Three of the bottlenecks of Vaadin for me

  1. Application always show message session is expired - how to disable it in order not to reload the page another?
  2. Can vaadin pages working in offline mode without touchkit library - because need a lot of data caching in HTML5 local storage in GWT SQL client side and how load cache to vaadin widgets?
  3. Vaadin is a Enterprise technology, but it not use encryption in javascript business logic at client side - now used only GWT standart obfuscation - can make more protection of logic at client side?

Hi Bred,

  1. This sounds like you might just be restarting your server in development with the app running, which would of course expire the session.

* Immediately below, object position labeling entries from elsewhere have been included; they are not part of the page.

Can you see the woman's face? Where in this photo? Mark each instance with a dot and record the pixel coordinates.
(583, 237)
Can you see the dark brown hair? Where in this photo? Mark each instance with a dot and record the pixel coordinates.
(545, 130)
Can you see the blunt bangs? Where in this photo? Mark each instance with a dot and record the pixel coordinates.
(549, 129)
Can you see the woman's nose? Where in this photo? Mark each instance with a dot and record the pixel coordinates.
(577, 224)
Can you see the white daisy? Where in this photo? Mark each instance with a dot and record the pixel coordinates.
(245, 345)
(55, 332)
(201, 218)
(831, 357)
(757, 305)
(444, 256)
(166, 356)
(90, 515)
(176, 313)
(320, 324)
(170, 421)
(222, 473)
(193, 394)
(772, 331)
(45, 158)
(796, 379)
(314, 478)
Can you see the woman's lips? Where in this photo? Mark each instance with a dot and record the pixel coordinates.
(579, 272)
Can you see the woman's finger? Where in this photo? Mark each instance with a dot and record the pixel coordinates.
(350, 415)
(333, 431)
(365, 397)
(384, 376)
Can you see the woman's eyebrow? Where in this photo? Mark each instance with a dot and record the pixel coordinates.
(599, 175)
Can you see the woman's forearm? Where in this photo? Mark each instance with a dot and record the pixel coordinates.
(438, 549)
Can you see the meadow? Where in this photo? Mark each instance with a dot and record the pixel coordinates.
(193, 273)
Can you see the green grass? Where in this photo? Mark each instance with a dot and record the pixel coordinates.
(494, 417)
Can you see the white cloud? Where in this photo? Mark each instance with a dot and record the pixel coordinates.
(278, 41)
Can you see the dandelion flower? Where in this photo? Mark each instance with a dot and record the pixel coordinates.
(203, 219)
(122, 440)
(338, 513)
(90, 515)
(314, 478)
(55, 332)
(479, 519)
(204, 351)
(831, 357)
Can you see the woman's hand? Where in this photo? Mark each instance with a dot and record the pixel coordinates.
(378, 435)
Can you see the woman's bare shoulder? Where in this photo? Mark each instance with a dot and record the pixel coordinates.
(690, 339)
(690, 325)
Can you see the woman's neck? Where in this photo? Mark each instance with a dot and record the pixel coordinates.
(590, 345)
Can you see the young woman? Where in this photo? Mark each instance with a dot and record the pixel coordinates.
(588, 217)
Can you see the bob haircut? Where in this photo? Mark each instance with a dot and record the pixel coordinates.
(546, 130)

  2. Vaadin is a server-side framework, meaning that your UI code runs on the server and the client acts as a thin client. This means that you are not able to use the base framework for offline applications. If you need applications that work offline, you need to have all the logic running on the client so it can continue working without a connection.

  3. Because Vaadin runs all your UI logic on the server, what’s running on the client is just a thin client (think rendering engine). Because of this, none of your application logic ever gets exposed to the browser.

Hope that helps. Be sure to check the Book of Vaadin to get a better picture of how the server-client work division and communication works.


  1. Well, me need turn off development mode

  2. Vaadin is a server-side framework, but can caching a big table in the long time local storage for quickly reloading page with only synchronization of data for more cases?

  3. I think logic of use local storage engine for encrypt storage

If you have big tables, you’ll want to use a Container implementation that is not in-memory. That way the data is pulled from your database as needed, and the memory consumption of your app stays small. Check out for instance Matti’s excellent blog post on this

Of course, if you store sensitive data in the local storage in the browser, you probably want to encrypt it somehow. Just keep in mind that if you encrypt data stored on the client with javascript running on the client (regardless of if it is obfuscated), a person with too much time on their hands will figure out how you do the encrypting/decrypting and bypass it. So my advice would be to not store any such data on the client that the user doesn’t have access to.